Frac'ing your HTML
In my previous blog entry I talked about encoding weird characters into HTML entities. In this entry I’m going to talk about converting some patterns of ASCII - dumb ways of writing fractions - and turning them into HTML entities or Unicode characters.
Hey Good Looking, What’s Cooking?
Imagine a simple recipe:
<ul>
<li>1/2 cup of sugar</li>
<li>1/2 cup of spice</li>
<li>1/4 cup of all things nice</li>
</ul>
While this is nice, we can do better. There’s nice Unicode characters for ¼, ½ and corresponding HTML entities that we can use to have the browser render them for us.

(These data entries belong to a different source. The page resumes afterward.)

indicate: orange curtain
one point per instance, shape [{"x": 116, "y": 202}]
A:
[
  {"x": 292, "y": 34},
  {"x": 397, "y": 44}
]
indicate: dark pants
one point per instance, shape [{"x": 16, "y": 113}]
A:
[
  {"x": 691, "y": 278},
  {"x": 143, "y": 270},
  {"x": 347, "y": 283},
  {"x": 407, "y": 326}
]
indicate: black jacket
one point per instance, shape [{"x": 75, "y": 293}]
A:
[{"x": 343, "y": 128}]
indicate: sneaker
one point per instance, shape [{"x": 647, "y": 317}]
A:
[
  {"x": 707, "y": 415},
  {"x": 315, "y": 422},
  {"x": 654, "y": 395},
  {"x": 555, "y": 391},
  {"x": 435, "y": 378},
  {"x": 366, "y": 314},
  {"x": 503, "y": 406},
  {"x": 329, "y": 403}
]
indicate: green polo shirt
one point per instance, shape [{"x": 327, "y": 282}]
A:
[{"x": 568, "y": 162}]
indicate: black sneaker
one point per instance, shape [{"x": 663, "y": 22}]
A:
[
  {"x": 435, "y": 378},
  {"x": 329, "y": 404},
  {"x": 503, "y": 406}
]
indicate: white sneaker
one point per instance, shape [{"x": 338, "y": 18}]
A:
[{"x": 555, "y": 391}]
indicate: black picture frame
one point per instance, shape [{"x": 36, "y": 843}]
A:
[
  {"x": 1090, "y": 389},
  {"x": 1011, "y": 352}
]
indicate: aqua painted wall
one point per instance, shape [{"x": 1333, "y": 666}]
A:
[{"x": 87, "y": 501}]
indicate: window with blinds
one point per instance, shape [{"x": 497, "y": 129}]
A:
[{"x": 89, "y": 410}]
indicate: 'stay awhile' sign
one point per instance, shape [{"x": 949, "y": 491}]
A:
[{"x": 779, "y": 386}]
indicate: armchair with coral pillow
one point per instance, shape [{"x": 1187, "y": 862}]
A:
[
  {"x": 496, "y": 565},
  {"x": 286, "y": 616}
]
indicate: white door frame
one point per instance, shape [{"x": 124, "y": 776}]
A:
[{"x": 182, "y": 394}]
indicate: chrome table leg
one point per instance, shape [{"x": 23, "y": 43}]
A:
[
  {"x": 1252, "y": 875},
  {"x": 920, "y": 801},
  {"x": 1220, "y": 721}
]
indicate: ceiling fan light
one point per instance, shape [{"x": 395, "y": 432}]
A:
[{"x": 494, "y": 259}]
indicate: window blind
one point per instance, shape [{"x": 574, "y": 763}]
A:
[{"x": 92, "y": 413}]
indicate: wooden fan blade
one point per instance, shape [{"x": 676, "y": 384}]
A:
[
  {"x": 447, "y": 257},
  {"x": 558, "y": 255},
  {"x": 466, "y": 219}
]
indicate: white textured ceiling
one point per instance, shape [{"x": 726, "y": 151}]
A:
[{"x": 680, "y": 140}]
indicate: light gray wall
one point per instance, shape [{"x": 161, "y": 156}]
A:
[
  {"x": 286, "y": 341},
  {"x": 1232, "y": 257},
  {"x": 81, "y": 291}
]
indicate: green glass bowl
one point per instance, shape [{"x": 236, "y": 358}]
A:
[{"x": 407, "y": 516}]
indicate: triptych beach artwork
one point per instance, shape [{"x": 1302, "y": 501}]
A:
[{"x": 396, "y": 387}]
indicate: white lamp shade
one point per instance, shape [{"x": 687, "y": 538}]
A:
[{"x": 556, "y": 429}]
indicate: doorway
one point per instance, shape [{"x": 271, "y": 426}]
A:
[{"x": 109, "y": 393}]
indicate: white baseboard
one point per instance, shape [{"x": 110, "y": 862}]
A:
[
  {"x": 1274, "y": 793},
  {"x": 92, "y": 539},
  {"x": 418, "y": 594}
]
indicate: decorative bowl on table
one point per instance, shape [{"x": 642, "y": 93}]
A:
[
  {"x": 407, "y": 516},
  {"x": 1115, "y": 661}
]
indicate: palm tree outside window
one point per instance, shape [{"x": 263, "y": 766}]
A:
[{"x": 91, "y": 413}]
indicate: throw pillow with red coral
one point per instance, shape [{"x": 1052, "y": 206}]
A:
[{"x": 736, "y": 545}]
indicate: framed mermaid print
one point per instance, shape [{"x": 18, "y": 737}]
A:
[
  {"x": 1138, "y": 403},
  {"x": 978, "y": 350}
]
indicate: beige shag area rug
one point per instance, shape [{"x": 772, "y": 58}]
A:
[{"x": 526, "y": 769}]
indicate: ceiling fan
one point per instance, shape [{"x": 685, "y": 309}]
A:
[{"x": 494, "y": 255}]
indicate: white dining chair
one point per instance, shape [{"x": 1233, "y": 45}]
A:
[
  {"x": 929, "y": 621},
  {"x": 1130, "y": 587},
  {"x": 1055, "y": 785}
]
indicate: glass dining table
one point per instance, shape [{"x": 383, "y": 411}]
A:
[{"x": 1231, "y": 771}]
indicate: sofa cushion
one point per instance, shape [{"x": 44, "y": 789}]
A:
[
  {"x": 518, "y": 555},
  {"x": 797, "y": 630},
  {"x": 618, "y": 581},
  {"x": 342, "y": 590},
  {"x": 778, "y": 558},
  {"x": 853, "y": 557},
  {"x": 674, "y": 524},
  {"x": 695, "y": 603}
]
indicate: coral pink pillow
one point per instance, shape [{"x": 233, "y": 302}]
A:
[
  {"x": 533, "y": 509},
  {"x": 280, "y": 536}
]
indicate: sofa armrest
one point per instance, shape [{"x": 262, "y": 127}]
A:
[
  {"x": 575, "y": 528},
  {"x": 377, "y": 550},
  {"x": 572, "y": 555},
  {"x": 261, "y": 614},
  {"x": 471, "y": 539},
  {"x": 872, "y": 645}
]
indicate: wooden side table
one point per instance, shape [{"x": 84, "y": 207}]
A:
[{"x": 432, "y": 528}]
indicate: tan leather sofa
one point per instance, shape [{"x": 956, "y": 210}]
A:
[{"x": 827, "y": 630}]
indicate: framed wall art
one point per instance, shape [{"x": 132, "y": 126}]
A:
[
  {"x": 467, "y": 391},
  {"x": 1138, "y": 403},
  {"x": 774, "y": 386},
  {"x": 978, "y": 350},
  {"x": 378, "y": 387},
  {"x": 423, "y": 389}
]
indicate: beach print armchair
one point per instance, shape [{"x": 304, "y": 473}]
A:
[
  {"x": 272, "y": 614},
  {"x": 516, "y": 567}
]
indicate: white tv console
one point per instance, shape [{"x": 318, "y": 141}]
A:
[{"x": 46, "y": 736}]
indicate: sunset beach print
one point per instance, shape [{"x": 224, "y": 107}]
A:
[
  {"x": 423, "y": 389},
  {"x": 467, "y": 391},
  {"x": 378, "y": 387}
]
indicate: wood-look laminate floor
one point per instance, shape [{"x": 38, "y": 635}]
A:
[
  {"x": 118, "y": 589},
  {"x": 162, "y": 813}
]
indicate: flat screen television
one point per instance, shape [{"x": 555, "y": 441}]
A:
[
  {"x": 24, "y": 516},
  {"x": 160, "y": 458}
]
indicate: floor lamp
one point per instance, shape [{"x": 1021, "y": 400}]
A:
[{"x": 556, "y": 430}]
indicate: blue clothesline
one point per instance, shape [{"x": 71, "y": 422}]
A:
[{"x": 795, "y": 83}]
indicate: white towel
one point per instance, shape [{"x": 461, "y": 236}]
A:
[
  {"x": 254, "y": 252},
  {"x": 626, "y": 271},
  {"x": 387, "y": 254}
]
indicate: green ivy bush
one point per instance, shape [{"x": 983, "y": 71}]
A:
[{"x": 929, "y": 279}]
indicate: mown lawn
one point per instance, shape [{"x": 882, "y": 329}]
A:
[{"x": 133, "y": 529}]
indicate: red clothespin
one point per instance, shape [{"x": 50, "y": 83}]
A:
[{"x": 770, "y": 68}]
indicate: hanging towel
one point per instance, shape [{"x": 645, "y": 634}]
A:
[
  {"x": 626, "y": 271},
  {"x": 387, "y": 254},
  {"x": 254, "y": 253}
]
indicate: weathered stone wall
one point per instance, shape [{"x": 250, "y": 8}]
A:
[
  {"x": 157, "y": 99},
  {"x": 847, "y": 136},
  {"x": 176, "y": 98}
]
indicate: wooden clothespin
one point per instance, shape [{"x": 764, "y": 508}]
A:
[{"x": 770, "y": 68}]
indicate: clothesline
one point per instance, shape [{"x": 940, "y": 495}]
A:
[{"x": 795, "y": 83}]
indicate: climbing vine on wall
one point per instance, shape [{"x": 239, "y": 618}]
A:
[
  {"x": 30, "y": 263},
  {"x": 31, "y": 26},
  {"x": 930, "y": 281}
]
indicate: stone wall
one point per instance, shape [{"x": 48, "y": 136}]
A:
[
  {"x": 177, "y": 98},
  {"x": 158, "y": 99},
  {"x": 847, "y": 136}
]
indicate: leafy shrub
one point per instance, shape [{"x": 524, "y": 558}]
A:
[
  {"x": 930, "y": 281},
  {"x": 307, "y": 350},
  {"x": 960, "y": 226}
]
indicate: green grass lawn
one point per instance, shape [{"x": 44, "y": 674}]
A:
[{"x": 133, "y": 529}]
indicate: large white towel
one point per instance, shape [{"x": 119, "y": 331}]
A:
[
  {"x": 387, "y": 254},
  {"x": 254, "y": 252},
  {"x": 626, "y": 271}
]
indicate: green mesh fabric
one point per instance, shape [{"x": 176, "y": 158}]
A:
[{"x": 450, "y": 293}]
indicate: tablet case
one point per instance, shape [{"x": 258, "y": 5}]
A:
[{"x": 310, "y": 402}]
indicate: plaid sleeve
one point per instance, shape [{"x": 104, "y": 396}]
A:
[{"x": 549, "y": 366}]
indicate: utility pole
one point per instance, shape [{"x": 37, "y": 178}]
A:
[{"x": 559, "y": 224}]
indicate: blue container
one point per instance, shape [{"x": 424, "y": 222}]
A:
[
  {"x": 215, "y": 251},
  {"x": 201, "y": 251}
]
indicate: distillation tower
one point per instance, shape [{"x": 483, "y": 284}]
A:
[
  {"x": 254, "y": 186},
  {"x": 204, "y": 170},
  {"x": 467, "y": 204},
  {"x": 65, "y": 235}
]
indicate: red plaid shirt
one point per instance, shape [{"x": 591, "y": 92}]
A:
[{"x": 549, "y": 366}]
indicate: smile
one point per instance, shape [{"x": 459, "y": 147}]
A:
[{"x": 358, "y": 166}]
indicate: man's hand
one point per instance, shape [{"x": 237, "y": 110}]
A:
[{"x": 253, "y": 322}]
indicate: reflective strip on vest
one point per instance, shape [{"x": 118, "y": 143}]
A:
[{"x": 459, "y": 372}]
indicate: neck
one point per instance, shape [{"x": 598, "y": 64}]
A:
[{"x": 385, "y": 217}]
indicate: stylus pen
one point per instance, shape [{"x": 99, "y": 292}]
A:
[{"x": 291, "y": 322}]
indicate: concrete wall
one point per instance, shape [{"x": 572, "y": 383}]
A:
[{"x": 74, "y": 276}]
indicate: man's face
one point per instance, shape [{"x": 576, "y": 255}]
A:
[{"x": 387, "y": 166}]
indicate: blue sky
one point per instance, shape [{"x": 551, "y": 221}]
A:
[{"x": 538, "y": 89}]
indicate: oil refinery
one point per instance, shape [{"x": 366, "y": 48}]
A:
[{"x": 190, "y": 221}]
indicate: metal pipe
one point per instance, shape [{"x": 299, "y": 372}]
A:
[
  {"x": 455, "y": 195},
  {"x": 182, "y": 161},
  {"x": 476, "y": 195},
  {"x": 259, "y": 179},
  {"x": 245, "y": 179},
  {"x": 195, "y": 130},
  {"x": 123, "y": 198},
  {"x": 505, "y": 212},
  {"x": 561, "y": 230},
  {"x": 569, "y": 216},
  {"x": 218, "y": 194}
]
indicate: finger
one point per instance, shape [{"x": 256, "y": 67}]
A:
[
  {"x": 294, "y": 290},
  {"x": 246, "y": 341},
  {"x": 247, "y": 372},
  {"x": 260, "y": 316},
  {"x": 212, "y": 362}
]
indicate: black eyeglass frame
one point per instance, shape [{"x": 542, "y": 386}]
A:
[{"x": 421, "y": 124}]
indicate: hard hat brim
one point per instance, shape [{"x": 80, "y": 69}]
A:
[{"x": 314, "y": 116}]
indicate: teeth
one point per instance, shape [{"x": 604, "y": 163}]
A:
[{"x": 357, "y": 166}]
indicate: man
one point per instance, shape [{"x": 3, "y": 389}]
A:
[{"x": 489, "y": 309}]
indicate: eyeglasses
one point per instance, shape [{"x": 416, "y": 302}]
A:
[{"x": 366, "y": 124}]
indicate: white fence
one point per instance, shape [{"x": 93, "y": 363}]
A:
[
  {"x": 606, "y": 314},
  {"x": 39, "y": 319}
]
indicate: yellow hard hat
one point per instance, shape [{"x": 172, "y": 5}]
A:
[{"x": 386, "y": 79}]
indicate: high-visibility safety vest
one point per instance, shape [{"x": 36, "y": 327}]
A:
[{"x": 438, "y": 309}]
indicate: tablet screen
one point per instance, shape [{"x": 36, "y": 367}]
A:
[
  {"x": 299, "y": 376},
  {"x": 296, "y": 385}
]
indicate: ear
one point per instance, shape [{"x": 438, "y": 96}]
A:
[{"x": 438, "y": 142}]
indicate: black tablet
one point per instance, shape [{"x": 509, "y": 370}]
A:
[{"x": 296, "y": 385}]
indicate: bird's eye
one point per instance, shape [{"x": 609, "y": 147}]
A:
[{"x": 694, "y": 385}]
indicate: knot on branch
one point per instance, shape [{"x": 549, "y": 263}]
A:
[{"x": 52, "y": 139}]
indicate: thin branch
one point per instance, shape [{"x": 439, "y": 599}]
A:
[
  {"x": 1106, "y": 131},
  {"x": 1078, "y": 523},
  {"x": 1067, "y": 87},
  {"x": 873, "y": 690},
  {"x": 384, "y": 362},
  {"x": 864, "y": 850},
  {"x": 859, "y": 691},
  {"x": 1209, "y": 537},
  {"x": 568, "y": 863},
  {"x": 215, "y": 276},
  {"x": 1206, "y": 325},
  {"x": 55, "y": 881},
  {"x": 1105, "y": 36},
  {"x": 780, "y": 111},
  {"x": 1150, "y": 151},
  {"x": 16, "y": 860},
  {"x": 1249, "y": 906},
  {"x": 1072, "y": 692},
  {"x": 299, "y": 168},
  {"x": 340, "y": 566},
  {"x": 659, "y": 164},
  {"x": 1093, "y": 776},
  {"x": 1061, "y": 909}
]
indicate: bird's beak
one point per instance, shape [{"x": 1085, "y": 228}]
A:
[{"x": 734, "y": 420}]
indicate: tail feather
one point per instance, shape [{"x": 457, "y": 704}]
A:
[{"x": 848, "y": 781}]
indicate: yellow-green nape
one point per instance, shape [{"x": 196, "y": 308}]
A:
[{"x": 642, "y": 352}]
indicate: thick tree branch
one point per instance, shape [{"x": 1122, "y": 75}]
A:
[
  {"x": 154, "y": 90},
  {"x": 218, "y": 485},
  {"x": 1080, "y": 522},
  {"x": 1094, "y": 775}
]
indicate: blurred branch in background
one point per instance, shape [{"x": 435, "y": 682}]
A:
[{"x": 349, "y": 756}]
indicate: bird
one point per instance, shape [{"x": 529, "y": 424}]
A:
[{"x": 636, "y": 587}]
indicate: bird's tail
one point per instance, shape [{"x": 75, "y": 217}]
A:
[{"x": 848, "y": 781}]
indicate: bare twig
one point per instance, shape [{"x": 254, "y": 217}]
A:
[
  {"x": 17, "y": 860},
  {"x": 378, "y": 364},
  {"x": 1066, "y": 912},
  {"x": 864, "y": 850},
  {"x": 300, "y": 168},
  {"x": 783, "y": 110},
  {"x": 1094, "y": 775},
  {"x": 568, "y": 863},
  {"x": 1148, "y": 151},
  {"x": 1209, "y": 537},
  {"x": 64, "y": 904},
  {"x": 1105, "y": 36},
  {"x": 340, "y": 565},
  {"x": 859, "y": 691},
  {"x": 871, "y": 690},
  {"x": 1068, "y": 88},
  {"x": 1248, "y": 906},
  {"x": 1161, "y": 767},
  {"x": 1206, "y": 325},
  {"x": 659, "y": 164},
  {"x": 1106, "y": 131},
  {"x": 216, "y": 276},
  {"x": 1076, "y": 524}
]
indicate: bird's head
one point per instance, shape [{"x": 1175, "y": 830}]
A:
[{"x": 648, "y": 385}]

What we need is some way to change all our mucky ASCII into these entities. Faced with this problem on his recipes site European Perl Hacker Léon Brocard wrote a module called HTML::Fraction that could tweak strings of HTML.
use HTML::Fraction;
my $frac = HTML::Fraction->new();
my $output = $frac->tweak($string_of_html);
This module creates output like:
<ul>
<li>½ cup of sugar</li>
<li>½ cup of spice</li>
<li>¼ cup of all things nice</li>
</ul>
Which renders nicely as:
- ½ cup of sugar
- ½ cup of spice
- ¼ cup of all things nice
HTML::Fraction can even cope with decimal representation in your string. For example:
- 0.5 slugs
- 0.67 snails
- 0.14 puppy dogs tails
Processed with HTML::Fraction renders like so:
- ¼ slugs
- ⅔ snails
- ⅐ puppy dogs tails
Unicode Characters Instead
Of course, we don’t always want to render out HTML. Sometimes we just want a plain old string back. Faced with this issue myself, I wrote a quick subclass called String::Fraction:
use String::Fraction;
my $frac = String::Fraction->new();
my $output = $frac->tweak($string);
The entire source code of this module is short enough that I can show you it here.
package String::Fraction;
use base qw(HTML::Fraction);
use strict;
use warnings;
our $VERSION = "0.30";
# Our superclass sometimes uses named entities
my %name2char = (
'1/4' => "\x{00BC}",
'1/2' => "\x{00BD}",
'3/4' => "\x{00BE}",
);
sub _name2char {
my $self = shift;
my $str = shift;
# see if we can work from the Unicode character
# from the entity returned by our superclass
my $entity = $self->SUPER::_name2char($str);
if ($entity =~ /\A &\#(\d+); \z/x) {
return chr($1);
}
# superclass doesn't return a decimal entity?
# use our own lookup table
return $name2char{ $str }
}
We simply override one method _name2char
so that instead of returning a HTML entity we
return corresponding Unicode character.